Lawson also pointed out she has chickens, ducks, and geese, none of which have gone missing.

Ellsbury said the only call he’s received from Lawson was concerning the cria, and with smaller animals like that, coyotes can get pretty bold.

Lawson said one of her guardian dogs was also killed, a story she relates with tears. He began barking one evening at something she couldn’t see and ran toward it.

“He took off through the field and never came back,” she said; her neighbors found the dog’s remains.

Lawson now keeps most of her animals in her barn. She can’t let the animals graze during the day while she’s gone, so she has to buy them food, which is expensive. She’s considering ending her hobby.

“I can’t use the land I have, and I can’t afford to lose more animals,” she said.

As with Hopkin, a combination of uncertainty and feeling there are no options to protect her pets fuels a lot of Lawson’s frustration.

 

All reports taken seriously

Officials with the Game and Fish said they’re responding to these reports and understand the losses are painful.

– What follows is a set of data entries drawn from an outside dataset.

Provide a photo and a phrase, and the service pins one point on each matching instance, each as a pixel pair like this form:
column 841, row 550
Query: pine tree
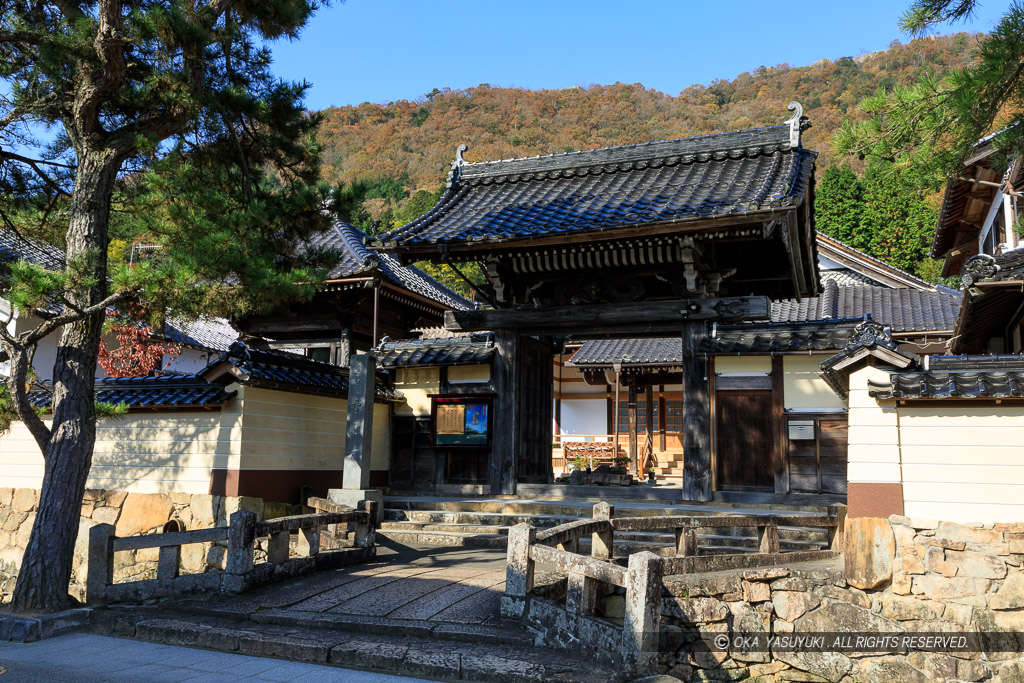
column 925, row 131
column 168, row 109
column 897, row 221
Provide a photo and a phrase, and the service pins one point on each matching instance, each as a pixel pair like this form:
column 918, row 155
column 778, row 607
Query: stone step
column 578, row 507
column 468, row 522
column 465, row 652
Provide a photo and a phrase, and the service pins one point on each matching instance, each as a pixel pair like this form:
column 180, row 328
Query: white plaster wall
column 803, row 387
column 963, row 464
column 584, row 417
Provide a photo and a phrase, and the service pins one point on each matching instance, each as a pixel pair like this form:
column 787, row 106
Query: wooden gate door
column 536, row 368
column 743, row 426
column 413, row 461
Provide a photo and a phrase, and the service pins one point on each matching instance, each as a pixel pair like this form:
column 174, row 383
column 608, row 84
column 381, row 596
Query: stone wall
column 897, row 575
column 132, row 514
column 900, row 575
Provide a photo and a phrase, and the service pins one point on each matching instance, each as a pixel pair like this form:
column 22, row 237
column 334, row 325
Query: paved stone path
column 90, row 658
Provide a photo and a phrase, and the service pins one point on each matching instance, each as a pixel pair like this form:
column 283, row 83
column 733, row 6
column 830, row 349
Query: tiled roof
column 171, row 391
column 990, row 301
column 733, row 338
column 275, row 370
column 13, row 247
column 214, row 333
column 449, row 351
column 654, row 351
column 902, row 309
column 695, row 178
column 357, row 260
column 956, row 377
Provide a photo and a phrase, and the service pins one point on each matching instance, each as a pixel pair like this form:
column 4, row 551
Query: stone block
column 201, row 508
column 905, row 608
column 904, row 535
column 935, row 561
column 273, row 645
column 1011, row 594
column 870, row 549
column 889, row 670
column 909, row 561
column 370, row 654
column 979, row 565
column 921, row 523
column 766, row 573
column 143, row 512
column 433, row 664
column 940, row 588
column 694, row 610
column 943, row 543
column 105, row 515
column 236, row 503
column 25, row 500
column 952, row 532
column 756, row 591
column 852, row 595
column 829, row 666
column 792, row 604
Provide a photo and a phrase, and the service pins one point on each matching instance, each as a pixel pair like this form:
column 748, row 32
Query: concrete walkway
column 90, row 658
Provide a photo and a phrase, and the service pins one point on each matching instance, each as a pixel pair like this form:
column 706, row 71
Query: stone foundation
column 132, row 514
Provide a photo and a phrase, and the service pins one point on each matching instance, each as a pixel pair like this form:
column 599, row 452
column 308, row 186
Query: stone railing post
column 768, row 539
column 601, row 545
column 686, row 542
column 100, row 571
column 366, row 531
column 643, row 611
column 581, row 594
column 307, row 543
column 241, row 539
column 837, row 534
column 519, row 572
column 168, row 562
column 276, row 547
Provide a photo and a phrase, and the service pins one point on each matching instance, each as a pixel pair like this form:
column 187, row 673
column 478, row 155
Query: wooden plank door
column 536, row 380
column 743, row 426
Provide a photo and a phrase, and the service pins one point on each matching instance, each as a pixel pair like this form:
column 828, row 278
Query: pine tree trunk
column 46, row 567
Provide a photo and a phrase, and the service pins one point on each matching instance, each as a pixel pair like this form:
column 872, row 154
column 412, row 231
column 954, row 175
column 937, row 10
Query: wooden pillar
column 696, row 415
column 663, row 420
column 780, row 441
column 631, row 407
column 501, row 468
column 649, row 440
column 344, row 347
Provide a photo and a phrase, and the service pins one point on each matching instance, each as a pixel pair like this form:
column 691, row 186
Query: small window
column 323, row 354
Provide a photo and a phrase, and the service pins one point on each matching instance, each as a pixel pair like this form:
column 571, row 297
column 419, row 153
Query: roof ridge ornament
column 798, row 122
column 456, row 172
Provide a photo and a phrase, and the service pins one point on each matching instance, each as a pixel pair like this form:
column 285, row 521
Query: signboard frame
column 440, row 402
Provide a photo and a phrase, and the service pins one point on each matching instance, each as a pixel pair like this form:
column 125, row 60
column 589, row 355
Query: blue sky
column 382, row 50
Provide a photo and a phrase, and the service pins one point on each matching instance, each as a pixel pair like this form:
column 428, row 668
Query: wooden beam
column 696, row 416
column 609, row 314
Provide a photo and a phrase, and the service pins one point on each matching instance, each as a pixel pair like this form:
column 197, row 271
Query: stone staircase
column 484, row 523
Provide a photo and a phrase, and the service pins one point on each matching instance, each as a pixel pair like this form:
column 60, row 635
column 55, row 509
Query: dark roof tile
column 601, row 189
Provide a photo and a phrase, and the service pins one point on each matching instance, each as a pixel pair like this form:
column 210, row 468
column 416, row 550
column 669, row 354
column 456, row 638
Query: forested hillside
column 383, row 154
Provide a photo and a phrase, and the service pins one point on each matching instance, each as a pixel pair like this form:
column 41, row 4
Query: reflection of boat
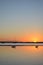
column 36, row 46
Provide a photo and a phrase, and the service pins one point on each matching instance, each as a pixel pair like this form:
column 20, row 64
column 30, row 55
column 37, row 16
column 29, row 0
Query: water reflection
column 27, row 55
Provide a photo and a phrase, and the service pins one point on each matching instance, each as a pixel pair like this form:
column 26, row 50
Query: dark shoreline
column 17, row 42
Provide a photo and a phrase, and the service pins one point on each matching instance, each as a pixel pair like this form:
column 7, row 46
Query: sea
column 21, row 55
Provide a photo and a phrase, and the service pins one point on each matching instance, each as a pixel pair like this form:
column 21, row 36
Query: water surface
column 21, row 55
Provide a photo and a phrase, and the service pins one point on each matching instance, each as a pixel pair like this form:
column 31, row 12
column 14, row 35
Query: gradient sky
column 21, row 20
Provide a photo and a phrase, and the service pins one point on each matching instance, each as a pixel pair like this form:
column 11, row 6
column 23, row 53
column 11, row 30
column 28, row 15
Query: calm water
column 26, row 55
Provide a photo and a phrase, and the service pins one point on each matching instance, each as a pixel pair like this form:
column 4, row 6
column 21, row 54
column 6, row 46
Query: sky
column 21, row 20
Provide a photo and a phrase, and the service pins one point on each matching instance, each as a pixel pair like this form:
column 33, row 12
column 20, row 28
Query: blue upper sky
column 21, row 16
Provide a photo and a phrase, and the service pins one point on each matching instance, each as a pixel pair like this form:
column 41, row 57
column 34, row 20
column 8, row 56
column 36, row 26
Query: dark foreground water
column 26, row 55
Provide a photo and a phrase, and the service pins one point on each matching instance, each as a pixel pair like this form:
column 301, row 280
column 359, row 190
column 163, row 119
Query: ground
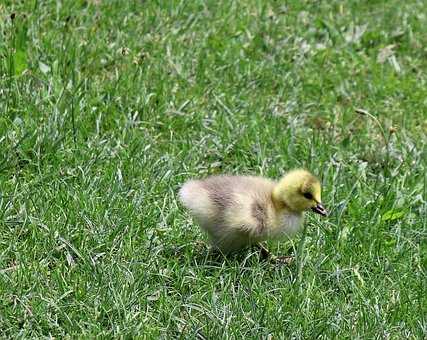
column 107, row 107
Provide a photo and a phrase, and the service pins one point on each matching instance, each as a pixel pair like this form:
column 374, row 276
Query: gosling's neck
column 280, row 206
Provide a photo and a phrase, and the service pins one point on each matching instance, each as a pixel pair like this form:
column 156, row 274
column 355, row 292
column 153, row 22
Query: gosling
column 240, row 211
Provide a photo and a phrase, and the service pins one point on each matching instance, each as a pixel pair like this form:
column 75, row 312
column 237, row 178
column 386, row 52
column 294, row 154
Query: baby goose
column 238, row 211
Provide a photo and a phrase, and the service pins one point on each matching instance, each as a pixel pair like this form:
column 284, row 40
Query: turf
column 107, row 107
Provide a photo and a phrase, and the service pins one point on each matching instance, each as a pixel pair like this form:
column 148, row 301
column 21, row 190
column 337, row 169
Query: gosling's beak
column 320, row 209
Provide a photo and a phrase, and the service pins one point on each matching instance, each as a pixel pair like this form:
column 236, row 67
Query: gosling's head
column 298, row 191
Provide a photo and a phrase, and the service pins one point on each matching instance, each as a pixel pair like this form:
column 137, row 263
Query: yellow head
column 299, row 190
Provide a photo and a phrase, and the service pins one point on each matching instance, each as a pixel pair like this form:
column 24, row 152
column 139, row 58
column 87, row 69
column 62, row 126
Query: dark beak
column 320, row 209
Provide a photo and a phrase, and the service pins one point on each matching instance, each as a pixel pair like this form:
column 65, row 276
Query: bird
column 240, row 211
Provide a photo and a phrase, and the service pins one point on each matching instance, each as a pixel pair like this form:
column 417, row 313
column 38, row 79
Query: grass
column 108, row 107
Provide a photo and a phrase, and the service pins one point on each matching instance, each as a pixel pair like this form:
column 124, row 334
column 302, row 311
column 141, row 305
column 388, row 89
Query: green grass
column 107, row 107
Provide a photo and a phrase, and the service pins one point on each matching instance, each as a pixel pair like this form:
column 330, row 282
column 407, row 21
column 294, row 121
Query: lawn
column 107, row 107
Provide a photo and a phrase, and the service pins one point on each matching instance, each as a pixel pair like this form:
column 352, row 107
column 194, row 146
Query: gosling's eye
column 308, row 196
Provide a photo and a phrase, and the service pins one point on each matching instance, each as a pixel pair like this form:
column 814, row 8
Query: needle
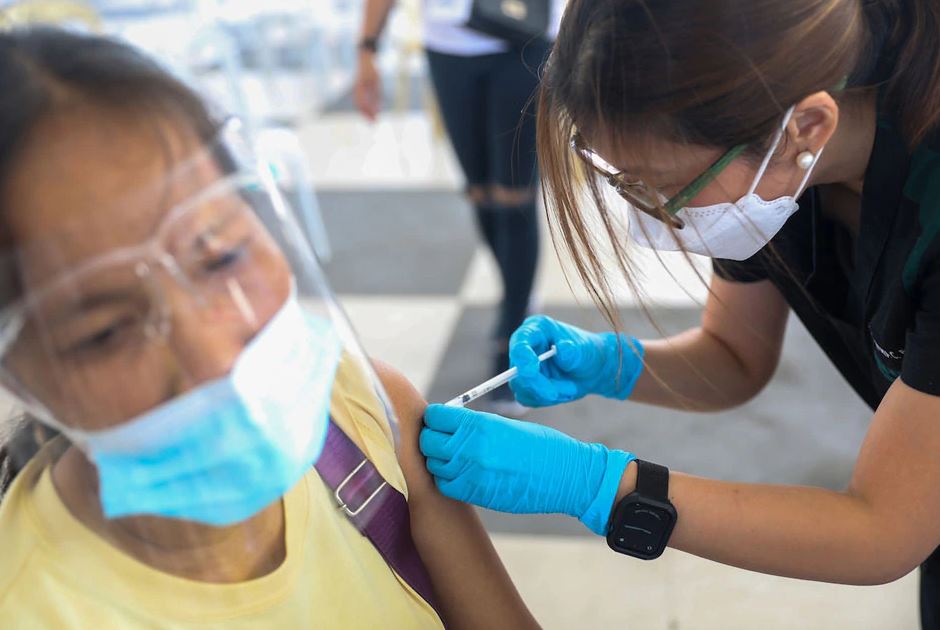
column 497, row 381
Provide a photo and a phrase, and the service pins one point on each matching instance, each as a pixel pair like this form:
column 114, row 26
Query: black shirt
column 871, row 303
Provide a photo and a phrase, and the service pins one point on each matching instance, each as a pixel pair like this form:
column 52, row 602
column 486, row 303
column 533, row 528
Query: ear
column 814, row 120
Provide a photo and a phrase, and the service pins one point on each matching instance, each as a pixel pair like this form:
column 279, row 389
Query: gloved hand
column 586, row 363
column 520, row 467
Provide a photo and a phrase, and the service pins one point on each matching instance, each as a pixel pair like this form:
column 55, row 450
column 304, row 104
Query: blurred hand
column 367, row 92
column 605, row 364
column 520, row 467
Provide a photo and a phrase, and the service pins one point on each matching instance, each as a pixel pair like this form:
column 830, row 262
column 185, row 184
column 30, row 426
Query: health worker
column 796, row 144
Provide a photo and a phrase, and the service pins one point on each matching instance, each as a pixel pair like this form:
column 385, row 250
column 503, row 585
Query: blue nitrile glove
column 520, row 467
column 586, row 363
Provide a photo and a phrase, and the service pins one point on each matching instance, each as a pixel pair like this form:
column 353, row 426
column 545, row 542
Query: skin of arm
column 367, row 92
column 724, row 362
column 473, row 587
column 876, row 531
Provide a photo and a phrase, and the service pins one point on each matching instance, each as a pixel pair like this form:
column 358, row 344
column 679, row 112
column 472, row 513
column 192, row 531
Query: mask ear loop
column 773, row 148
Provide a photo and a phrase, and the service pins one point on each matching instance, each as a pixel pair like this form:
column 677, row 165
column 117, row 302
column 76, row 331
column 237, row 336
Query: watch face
column 641, row 529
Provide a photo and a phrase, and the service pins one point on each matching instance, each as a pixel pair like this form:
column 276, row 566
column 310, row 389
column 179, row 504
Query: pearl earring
column 805, row 159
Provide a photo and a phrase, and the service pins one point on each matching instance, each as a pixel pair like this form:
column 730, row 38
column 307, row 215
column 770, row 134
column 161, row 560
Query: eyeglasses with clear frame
column 645, row 198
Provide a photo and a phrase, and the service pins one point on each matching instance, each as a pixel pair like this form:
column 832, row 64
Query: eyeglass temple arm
column 691, row 191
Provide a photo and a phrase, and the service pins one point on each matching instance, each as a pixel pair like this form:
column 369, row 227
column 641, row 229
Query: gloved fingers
column 569, row 356
column 529, row 341
column 435, row 444
column 443, row 469
column 445, row 419
column 523, row 358
column 541, row 391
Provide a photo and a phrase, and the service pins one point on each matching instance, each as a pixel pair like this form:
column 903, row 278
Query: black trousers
column 487, row 104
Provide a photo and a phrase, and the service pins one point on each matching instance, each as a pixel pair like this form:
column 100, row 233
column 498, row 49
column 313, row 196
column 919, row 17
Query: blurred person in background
column 485, row 89
column 205, row 442
column 797, row 144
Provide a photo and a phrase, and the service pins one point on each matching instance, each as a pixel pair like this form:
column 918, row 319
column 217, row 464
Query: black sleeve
column 921, row 367
column 751, row 270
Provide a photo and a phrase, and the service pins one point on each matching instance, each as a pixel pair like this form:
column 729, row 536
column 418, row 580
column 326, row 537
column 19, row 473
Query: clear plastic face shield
column 183, row 337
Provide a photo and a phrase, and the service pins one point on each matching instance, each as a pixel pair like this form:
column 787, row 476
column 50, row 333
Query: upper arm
column 749, row 318
column 896, row 474
column 473, row 587
column 409, row 406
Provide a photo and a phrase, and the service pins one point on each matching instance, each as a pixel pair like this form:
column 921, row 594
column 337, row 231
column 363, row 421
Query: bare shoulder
column 408, row 402
column 409, row 407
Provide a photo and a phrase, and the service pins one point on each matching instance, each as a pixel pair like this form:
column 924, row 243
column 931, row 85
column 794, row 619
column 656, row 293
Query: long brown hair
column 712, row 73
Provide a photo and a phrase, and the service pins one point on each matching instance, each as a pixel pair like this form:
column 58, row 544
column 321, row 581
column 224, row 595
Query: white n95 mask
column 735, row 231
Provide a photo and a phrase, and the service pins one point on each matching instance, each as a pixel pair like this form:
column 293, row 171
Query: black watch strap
column 652, row 480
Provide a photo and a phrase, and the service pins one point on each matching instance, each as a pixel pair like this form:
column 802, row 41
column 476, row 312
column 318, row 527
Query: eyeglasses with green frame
column 643, row 197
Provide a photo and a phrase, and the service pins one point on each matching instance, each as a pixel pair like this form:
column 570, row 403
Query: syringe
column 497, row 381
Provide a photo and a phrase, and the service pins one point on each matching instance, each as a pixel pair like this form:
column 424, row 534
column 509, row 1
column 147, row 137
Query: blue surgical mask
column 224, row 451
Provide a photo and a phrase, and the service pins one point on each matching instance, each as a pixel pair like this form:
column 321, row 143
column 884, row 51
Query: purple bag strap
column 377, row 509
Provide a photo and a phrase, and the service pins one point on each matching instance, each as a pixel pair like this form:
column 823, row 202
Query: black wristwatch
column 640, row 525
column 369, row 43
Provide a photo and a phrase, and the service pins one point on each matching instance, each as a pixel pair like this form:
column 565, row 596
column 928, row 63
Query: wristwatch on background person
column 370, row 44
column 641, row 523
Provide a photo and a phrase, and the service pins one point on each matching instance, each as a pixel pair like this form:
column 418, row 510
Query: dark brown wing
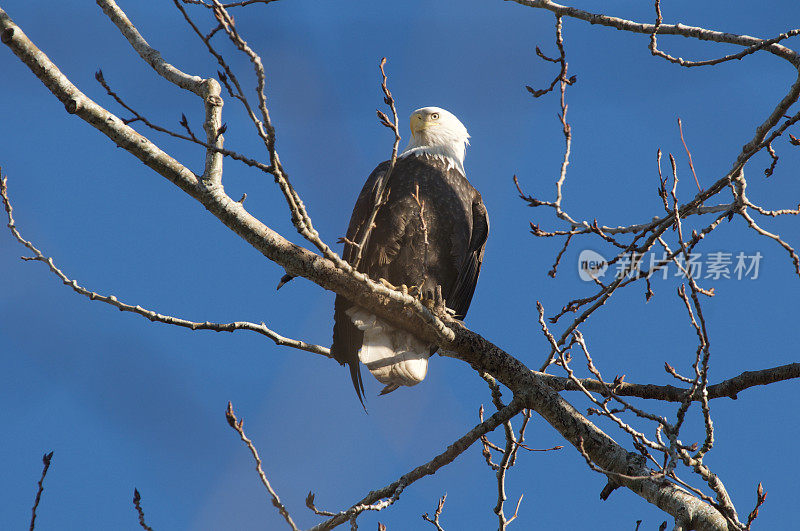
column 464, row 288
column 430, row 231
column 347, row 338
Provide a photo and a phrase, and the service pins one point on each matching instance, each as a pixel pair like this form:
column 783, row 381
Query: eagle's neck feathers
column 446, row 144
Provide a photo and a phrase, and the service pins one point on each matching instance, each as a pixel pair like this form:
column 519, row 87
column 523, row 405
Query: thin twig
column 46, row 462
column 238, row 426
column 137, row 503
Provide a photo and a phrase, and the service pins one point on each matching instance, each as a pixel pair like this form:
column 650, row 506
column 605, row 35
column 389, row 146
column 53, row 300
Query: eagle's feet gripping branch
column 431, row 299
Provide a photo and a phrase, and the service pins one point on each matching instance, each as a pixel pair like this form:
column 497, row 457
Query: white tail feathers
column 393, row 356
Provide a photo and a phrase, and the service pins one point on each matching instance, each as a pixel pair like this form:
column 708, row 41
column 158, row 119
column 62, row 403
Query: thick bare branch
column 144, row 312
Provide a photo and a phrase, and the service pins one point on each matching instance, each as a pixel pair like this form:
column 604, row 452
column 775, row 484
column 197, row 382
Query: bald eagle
column 429, row 230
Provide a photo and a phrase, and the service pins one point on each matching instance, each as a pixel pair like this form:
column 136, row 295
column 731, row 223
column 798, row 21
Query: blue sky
column 123, row 402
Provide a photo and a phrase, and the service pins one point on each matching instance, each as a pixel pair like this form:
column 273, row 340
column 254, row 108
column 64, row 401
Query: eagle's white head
column 438, row 133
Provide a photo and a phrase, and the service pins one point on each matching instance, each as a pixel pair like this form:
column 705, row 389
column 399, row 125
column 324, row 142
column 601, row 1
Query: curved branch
column 663, row 29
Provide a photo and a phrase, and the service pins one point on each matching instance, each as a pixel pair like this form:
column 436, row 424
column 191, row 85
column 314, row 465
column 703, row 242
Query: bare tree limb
column 144, row 312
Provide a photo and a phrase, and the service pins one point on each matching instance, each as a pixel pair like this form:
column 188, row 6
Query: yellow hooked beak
column 420, row 122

Dan Smith, Cody regional wildlife supervisor, said even the most thorough investigations don’t always reach definitive conclusions.

“It’s not always possible to determine exactly how [the pet] died or what killed it,” Smith said. “We do the best we can. We can’t necessarily rule something out.”

There are indicators, such as tracks, fur and scat, as well as “unique signatures on how they take their prey,” Smith said.

“If there’s a lot of the carcass left, we can usually tell, based on all the different things we look at, what the offending species may have been,” added Dan Thompson, large carnivore program supervisor with the Game and Fish.

Smith stressed that attacks on pets in the area are quite rare and have not been on the rise.

“There’s no need for people to be alarmed and think there’s these mountain lions running all over the place and their dogs aren’t safe,” he said. “We don’t see a need for a panicked response or people afraid to let their dogs out.”

Herman said to report sightings of animals immediately, rather than a week later or after a pet has been killed, as a matter of public safety. That gives Game and Fish more information with which to track large predator activity.

“They move a great deal,” Smith said. “If it was potentially a mountain lion or a bear, and we don’t hear about it for a week later, that animal could be 10 miles or 50 miles away at that point.”

In some cases, the department does locate a predator that’s hurting pets or livestock. Just recently they found a mountain lion in the North Fork area west of Cody that had to be captured and euthanized after killing pets.

While predators are wary of humans and generally don’t attack pets, Smith said it doesn’t hurt to remain vigilant.

He recommends people not feed deer on their property (as they can attract predators), use outdoor lighting at night and when possible, keep dogs behind fenced areas.

Whenever an attack is reported, he said, the Game and Fish will apply decades of knowledge and expertise to the investigation.

“We take all of these reports seriously,” he said.